Opinion divided among locals where Olympic venues will allow spectators

Yomiuri Shimbun file photo
Miyagi Stadium

The first event at the Tokyo Olympics in which spectators will be allowed will be a women’s soccer match to be played at Miyagi Stadium on Wednesday, two days before the opening ceremony.

But around the town of Rifu, Miyagi Prefecture, where the stadium is located, residents are divided into two camps — those welcoming the opportunity to see the Olympics live, and those more concerned about the possible spread of the coronavirus.

Miyagi Stadium, which will host 10 soccer matches in all starting with the match between China and Brazil on Wednesday, has a seating capacity of 10,000. The prefecture is urging spectators to go directly to the venue and return directly to their homes or hotels.

The stadium is about 40 minutes by shuttle bus from Sendai Station. The center of Sendai has the busiest entertainment district in the Tohoku region, but the prefecture will ask restaurants in the city that serve alcoholic beverages to shorten their business hours to 9 p.m. starting Wednesday.

With late matches expected to end around 10 p.m., Gov. Yoshihiro Murai said, “I don’t think it will be easy to eat and drink in the center of the city after the game.”

City volunteers in charge of traffic information will guide people with placards bearing arrows, and spectators will be seen off in low voices.

However, there are still deep-rooted fears.

“I have no idea how effectively going straight to the stadium and straight home will be carried out,” Sendai Mayor Kazuko Kori said with concern at a press conference on July 13. She requested that the organizing committee close the doors to spectators.

On July 12, group of medical professionals, including the chairman of the Miyagi Medical Association, the head of Tohoku University Hospital and the chairman of the Sendai Medical Association, jointly submitted a letter to Gov. Murai requesting the banning of spectators.

“We cannot help but be greatly alarmed by the large number of people coming from outside the prefecture at a time when there is concern about an increase in the number of infections,” they pointed out.

Through 5 p.m. Friday, the prefectural government had received 2,381 calls and messages, the majority of which were complaints and requests to hold the matches without crowds.

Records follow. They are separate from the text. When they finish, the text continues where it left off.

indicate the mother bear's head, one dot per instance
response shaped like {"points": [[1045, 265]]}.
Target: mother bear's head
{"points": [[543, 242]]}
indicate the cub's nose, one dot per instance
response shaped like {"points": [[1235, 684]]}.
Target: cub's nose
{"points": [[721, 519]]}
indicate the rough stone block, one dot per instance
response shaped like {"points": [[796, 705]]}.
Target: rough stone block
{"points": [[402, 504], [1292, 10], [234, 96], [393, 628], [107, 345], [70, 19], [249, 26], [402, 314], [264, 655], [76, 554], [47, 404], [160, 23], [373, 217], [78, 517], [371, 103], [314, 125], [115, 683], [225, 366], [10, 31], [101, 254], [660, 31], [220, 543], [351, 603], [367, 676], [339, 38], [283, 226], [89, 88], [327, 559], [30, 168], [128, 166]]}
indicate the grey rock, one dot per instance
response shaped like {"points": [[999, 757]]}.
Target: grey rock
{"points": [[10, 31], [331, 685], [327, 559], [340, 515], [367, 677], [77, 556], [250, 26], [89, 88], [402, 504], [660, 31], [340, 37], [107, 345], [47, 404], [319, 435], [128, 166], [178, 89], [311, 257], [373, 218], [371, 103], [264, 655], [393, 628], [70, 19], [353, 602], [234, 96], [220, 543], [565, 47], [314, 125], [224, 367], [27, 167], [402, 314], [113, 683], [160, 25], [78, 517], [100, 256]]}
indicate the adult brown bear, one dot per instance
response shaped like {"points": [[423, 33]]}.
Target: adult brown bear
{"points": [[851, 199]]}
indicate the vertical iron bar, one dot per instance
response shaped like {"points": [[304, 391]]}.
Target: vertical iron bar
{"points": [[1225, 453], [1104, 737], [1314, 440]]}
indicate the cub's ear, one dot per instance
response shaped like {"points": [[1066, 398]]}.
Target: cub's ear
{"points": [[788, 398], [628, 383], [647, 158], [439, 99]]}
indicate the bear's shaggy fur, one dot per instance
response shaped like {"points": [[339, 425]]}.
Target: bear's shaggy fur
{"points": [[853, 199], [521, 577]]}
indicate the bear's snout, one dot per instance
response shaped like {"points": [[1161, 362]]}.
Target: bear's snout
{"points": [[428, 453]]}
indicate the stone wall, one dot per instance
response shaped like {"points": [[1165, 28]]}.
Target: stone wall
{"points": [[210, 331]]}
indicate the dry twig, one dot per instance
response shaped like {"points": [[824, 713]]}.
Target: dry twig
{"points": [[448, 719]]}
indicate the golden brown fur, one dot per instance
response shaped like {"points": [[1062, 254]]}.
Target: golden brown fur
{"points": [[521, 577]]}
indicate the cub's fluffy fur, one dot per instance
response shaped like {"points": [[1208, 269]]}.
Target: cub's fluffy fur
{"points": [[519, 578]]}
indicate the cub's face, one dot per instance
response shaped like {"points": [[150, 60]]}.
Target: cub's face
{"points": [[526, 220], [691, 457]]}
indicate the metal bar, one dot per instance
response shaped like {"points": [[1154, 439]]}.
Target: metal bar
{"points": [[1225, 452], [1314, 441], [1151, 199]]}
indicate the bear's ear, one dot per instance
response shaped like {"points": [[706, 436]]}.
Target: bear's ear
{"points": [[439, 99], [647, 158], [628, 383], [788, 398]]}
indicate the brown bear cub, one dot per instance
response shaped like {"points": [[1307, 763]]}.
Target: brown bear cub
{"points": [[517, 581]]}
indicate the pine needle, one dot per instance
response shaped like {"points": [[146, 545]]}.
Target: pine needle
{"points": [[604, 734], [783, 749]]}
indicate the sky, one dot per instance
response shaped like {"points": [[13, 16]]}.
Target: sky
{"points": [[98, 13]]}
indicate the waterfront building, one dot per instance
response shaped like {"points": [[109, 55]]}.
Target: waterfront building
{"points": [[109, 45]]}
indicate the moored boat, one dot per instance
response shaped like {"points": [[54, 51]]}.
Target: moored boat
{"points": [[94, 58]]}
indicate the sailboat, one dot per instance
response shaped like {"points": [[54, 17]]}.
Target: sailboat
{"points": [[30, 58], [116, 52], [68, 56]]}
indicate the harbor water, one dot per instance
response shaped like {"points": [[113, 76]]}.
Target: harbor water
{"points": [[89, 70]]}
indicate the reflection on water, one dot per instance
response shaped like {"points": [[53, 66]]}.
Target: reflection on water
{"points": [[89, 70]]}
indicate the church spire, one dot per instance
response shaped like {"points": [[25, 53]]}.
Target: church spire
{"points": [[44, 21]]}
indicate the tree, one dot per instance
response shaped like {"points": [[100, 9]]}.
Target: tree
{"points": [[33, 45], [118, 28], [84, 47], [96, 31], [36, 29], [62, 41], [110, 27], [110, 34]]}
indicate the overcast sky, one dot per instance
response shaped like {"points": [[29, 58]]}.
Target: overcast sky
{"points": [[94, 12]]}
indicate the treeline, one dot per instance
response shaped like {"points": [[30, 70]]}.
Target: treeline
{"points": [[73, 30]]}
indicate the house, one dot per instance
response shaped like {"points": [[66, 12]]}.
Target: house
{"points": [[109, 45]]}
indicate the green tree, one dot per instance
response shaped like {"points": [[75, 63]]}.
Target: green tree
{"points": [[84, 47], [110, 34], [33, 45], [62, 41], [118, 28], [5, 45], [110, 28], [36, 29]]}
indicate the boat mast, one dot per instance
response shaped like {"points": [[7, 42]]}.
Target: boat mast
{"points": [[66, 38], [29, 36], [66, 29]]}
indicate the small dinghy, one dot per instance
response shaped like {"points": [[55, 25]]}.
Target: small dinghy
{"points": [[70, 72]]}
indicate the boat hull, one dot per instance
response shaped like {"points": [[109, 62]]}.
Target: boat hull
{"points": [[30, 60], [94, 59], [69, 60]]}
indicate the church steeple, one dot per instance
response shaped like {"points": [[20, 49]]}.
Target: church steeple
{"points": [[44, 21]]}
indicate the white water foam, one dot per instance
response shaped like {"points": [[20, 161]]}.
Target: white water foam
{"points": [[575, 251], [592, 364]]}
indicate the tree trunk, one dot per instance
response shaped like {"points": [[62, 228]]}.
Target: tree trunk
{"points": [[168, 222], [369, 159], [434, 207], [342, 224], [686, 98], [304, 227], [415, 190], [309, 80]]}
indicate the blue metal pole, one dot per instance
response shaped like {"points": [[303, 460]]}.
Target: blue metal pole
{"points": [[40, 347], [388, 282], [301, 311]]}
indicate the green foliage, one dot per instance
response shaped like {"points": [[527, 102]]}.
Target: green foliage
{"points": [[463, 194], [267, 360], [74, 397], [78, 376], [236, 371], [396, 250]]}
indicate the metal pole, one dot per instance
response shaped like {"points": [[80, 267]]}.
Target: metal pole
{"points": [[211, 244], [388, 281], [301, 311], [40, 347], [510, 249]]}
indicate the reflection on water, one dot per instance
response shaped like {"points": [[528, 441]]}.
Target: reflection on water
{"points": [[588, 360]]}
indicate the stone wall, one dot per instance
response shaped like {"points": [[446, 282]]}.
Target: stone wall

From the middle of June, the number of newly infected people per day in the prefecture had remained at less than 10. But it suddenly surpassed that level, and since July 6, the number has been higher than the same day of the previous week for 12 consecutive days.

Opinion remains divided among residents. “The number of infections in Sendai is also steadily increasing, and the Olympics will bring people from all over Japan and abroad,” said a company employee living in Sendai’s Aoba Ward. “I can’t help but be concerned about a new surge.”

Conversely, a student from Aoba Ward said, “The Olympics is an event where athletes and spectators can share emotions. Rather than questioning whether or not to allow spectators, each and every one of us should observe the rules when we are in the stands.”

Shizuoka prepares for crowds

In Shizuoka Prefecture, where a number of cycling events to be held, people are being asked to refrain from lining the course during the road races, although spectators will be allowed at the finish line and at the track events.

The prefecture is also offering vaccinations to city volunteers who wish to receive them.

The city of Izu, which will host the track events and mountain biking and allow spectators at both, has canceled a planned event around Shuzenji Station to welcome spectators with local specialties.

The town of Oyama, where the road race will finish, has decided not to set up viewing points and rest tents along the route. “We are calling on people through our website to refrain from watching along the roadside,” a town official said,

The city of Gotemba, where part of the road race course is located, is planning to set up a live public viewing site for the race, but on a reduced scale. It will be staffed with nurses and other medical personnel, with thorough coronavirus protocols in place.

As the event coincides with the climbing season of Mt. Fuji, a city official said, “We have no choice but to thoroughly call out to the public to avoid close contact.”